I know how it feels and I never look pretty when I run. While training for my first half-marathon I ran in the early morning to cover my miles before the temperature climbed too high. Darkened pathways and strange men kept me on high alert, picking up my pace when I passed either.

This fear culminates in planning how to defend myself from an attacker: How quickly could I grab my spare key? Where could I jab it to buy myself enough time to run to safety? Could my bladder release on command if I was desperate? If I called out for help, would anyone come to my rescue?

My imagination can get the best of me, something unhelpful as a person managing a degree of anxiety on a regular basis. I take measures to keep myself safe. I don't run with headphones or earbuds. I run against traffic. I wear brightly coloured clothing and I have a pretty fierce BRF. I run in daylight hours. I share my route and estimated arrival time before I go out (even if in a text message).  I do everything the experts encourage women to do when they're out running alone. Still I am always on high alert.

Our world is not as it should be. It never will be. Tiny minorities of ghastly people do unimaginably horrific things and it'll be all we hear about on the evening news. Curtains get pulled back to reveal what's really going on behind closed doors. Sticks and stones are the least of our worries because words on screens have become the nastiest.

Women (and men) aren't victims because they're attractive. Questioning whether a person is to blame for his or her victimization for any reason shifts the blame from the perpetrator – who deserves all of the judgment and vitriol – to the victim.

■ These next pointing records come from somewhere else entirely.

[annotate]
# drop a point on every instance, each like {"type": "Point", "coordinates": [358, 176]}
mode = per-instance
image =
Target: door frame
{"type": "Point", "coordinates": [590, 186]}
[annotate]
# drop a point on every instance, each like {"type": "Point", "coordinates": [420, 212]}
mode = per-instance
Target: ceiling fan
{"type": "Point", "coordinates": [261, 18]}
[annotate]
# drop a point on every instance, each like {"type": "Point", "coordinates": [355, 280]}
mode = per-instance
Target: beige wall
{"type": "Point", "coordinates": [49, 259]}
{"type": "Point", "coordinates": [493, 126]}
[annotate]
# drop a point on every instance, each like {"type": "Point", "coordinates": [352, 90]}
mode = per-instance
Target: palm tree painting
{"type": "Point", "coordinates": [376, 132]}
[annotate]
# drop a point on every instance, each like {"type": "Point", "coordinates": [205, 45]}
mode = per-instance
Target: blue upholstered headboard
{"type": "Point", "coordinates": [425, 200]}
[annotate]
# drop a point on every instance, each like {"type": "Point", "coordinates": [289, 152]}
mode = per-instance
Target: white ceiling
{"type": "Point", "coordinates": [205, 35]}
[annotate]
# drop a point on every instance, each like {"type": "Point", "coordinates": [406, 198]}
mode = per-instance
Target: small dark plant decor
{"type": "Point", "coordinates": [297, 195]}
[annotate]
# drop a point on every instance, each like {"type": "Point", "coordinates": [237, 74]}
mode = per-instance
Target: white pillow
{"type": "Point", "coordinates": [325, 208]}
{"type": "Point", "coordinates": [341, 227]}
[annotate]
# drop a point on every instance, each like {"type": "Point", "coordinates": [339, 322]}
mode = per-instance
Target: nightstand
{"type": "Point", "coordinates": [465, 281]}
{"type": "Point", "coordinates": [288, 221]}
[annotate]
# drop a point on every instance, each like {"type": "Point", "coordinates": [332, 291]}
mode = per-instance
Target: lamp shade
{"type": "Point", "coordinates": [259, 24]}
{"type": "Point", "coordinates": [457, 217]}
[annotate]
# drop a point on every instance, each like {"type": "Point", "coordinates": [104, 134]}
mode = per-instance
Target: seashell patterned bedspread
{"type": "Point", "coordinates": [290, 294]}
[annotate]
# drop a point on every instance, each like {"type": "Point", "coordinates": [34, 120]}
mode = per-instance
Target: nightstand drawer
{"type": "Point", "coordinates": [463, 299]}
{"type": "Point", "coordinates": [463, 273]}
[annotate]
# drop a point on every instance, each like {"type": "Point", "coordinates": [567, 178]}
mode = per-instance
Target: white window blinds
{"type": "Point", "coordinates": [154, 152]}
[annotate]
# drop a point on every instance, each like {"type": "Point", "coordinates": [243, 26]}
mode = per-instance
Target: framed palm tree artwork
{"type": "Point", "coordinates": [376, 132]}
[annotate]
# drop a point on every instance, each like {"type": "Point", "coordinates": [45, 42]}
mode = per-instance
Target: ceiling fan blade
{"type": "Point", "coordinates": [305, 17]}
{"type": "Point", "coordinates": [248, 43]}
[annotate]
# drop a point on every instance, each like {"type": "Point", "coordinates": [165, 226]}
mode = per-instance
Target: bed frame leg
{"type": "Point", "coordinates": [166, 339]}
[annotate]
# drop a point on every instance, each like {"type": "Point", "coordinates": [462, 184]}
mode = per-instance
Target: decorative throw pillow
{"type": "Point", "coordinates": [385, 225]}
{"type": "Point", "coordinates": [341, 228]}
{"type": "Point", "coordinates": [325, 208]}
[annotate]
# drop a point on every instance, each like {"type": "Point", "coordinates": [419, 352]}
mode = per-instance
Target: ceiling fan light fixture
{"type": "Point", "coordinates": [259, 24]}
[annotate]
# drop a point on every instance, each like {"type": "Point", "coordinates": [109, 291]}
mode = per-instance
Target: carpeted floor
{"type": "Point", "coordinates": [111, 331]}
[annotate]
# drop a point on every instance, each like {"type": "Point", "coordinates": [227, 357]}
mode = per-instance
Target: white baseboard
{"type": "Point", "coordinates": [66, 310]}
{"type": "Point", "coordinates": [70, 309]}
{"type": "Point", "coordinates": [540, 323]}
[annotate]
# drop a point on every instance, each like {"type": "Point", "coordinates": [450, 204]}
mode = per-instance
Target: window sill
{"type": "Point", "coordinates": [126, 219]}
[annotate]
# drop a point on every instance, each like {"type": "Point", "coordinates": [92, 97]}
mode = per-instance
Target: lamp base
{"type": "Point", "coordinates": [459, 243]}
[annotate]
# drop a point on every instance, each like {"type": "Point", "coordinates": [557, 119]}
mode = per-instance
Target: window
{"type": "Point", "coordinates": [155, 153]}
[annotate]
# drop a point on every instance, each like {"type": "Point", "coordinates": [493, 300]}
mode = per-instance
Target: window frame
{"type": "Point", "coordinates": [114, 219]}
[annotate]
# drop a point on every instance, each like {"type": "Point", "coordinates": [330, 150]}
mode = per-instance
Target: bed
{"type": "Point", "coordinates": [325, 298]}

Not okay. Not ever.

And for my mind to jump to this conclusion first? I was embarrassed. And ashamed.

I write this as much for myself as for anyone out there who has ever fallen into the "Maybe you look too pretty?" trap without even thinking about it. Even though I know what it feels like to be vulnerable and fearful. Even though I know better. I jumped to that conclusion. It was the first response that popped into my head. And that's not okay. Not ever.


  1. What is a BRF?

    YOU ARE SO PPRETTY! But, you can't help it - nor can anyone else ;)

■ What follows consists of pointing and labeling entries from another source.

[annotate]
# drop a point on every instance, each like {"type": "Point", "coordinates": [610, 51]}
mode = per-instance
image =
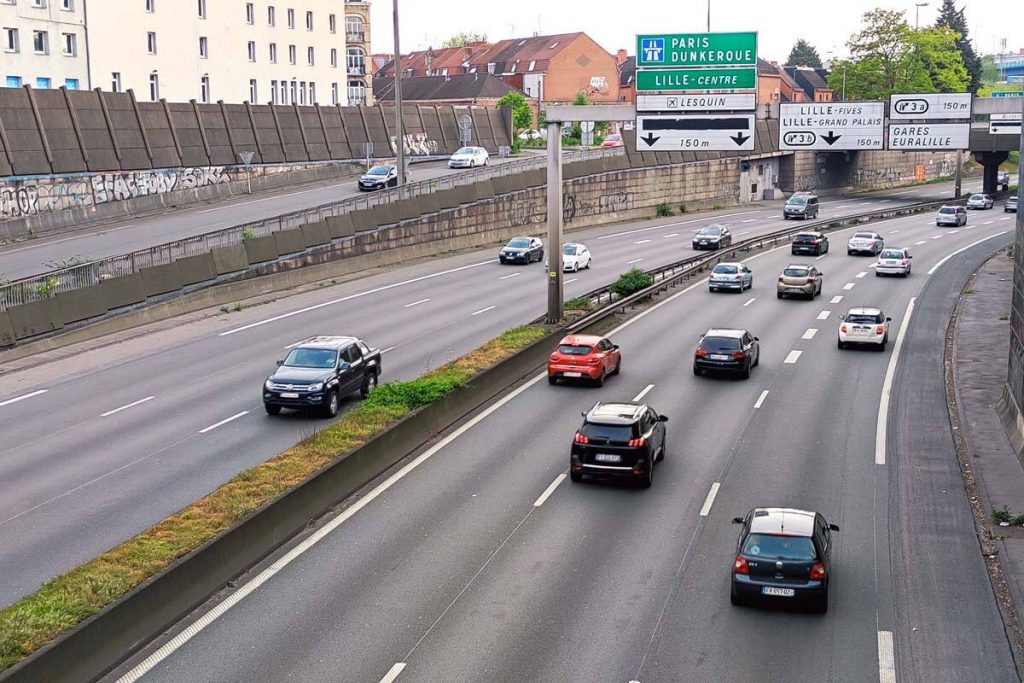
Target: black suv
{"type": "Point", "coordinates": [619, 440]}
{"type": "Point", "coordinates": [782, 553]}
{"type": "Point", "coordinates": [321, 371]}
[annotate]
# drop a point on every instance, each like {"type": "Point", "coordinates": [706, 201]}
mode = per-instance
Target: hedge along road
{"type": "Point", "coordinates": [483, 563]}
{"type": "Point", "coordinates": [83, 475]}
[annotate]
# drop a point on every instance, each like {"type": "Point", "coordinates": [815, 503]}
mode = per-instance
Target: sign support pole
{"type": "Point", "coordinates": [554, 247]}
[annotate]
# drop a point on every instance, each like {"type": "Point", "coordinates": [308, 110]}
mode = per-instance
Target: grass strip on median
{"type": "Point", "coordinates": [67, 600]}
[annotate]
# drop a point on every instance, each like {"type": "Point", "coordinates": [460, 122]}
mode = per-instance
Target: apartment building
{"type": "Point", "coordinates": [43, 44]}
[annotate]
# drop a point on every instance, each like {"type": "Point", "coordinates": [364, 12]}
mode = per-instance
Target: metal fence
{"type": "Point", "coordinates": [87, 273]}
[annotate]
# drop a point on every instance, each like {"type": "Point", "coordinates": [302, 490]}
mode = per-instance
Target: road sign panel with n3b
{"type": "Point", "coordinates": [694, 132]}
{"type": "Point", "coordinates": [832, 126]}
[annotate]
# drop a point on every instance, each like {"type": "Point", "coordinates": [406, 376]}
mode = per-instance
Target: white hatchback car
{"type": "Point", "coordinates": [864, 325]}
{"type": "Point", "coordinates": [893, 262]}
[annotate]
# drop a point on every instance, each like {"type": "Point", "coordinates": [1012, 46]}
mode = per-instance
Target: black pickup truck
{"type": "Point", "coordinates": [320, 372]}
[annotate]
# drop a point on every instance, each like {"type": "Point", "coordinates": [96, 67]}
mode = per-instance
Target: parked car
{"type": "Point", "coordinates": [951, 215]}
{"type": "Point", "coordinates": [784, 554]}
{"type": "Point", "coordinates": [621, 440]}
{"type": "Point", "coordinates": [469, 158]}
{"type": "Point", "coordinates": [730, 276]}
{"type": "Point", "coordinates": [980, 202]}
{"type": "Point", "coordinates": [729, 350]}
{"type": "Point", "coordinates": [893, 262]}
{"type": "Point", "coordinates": [379, 177]}
{"type": "Point", "coordinates": [521, 250]}
{"type": "Point", "coordinates": [712, 237]}
{"type": "Point", "coordinates": [800, 280]}
{"type": "Point", "coordinates": [584, 357]}
{"type": "Point", "coordinates": [320, 372]}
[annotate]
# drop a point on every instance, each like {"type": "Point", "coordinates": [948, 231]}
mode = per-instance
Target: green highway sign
{"type": "Point", "coordinates": [697, 49]}
{"type": "Point", "coordinates": [677, 80]}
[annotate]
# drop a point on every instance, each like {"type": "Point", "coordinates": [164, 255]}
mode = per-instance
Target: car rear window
{"type": "Point", "coordinates": [780, 547]}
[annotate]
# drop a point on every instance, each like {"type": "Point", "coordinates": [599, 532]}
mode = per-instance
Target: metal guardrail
{"type": "Point", "coordinates": [74, 275]}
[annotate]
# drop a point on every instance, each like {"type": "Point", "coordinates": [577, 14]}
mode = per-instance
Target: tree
{"type": "Point", "coordinates": [803, 54]}
{"type": "Point", "coordinates": [952, 18]}
{"type": "Point", "coordinates": [463, 39]}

    But in light of a semi-famous Canadian journalist's sexual desires, it is sick to see how people blame a woman for not reporting. Victim blaming is incredibly sad. Though, shamefully I can say there's been a time or two where that is my immediate thought also.


  2. Ashley!!

    BRF: B*tchy Resting Face.

    It is sick to see how easily shame is being lobbed at those women, yet we're all a part of the problem (even in our subtle, unconscious ways). I don't judge them for not speaking up. I don't know I would have...

  3. Great post Linds!! Very thought provoking.

  4. Thanks Laura. Perhaps we'll have to grab a coffee and chat more one of these days.